Within minutes, really, Scout seemed different. The training really helped to focus Scout’s attention on us and to listen to our commands. Now, it is enjoyable to take Scout for walks. He never has the “freak outs” anymore, which is the most wonderful thing. Even off leash Scout listens and comes when called or at least stops running in his tracks. This has been a big change for Scout, he actually can focus on us instead of everything else around him. And finally, we again may have guests over who no longer are assaulted by a jumping dog and are now greeted by a calmer one.

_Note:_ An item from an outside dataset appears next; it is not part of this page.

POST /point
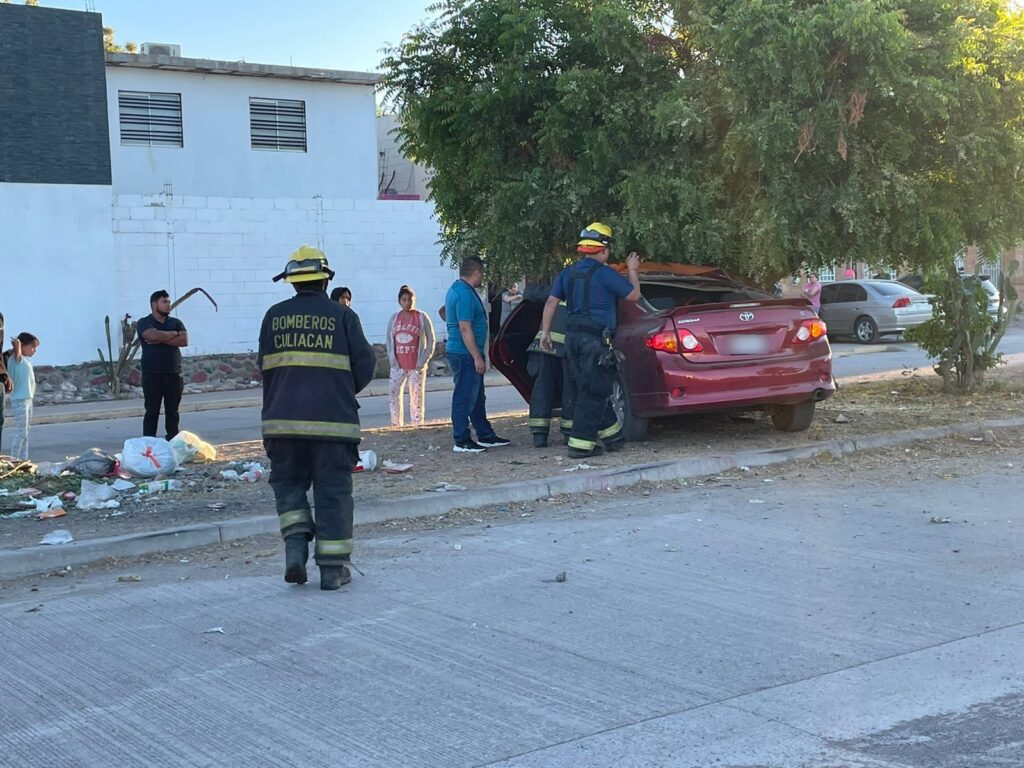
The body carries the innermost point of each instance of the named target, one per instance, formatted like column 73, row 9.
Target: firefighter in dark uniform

The training has changed Scout’s behavior in every way into a dog that still wants to be free but can understand commands too. ” We were having some behavioral problems with our 1 year old male Boxer, Sully. He would pull/lunge on leash and growl when he saw anyone or any animal walking. He also didn’t have too many manners as he would jump up and bark non-stop when people came to our house. After going through 2 trainers with no luck, we decided to call Laurie and give it one last try. After just one session with her, Sully was like a different dog. He was so calm and relaxed and so well behaved! The minute Laurie took him by his leash and walked one lap with him, you could tell she had full control, which we never had over him. She taught us the tools and techiniques that we desperately needed to become pack leaders and because of her, we feel much more confident taking the dog out in public knowing how to handle him properly. Now we can go out and enjoy doing activities we never used to be able to do!”
My approach is very natural. Other approaches recommended by experts include other methods and strategies that require complicated tools and processes. But in my case, my approach is very natural. I communicate with dogs in their own language- limited treats or leash. They respond well to calm, confident leadership & I use my body language & facial expressions to get them to understand & obey me. I teach you how to do the same. Your goal should be for your dog to “follow” you, literally. To accomplish this, you need to lead. By walking your dog at the start of EVERY DAY in follower mode, you tell him every day he is to follow you.
This sets the tone for the day, reminding him you are in charge & he needs to tune into you. Once you learn how to properly walk your dog, your dog will be more focused on you. He will be more “mindful” of you, constantly checking in to make sure his leader approves of his behavior. By doing this alone, you will find his bond with you & focus on you much stronger. You will be far more effective in ridding him of unwanted behavior. Yes, it is that easy. Once your dog is in this “follower” state of mind, you can work on any social issue too. Unlimited socialization is included with your training.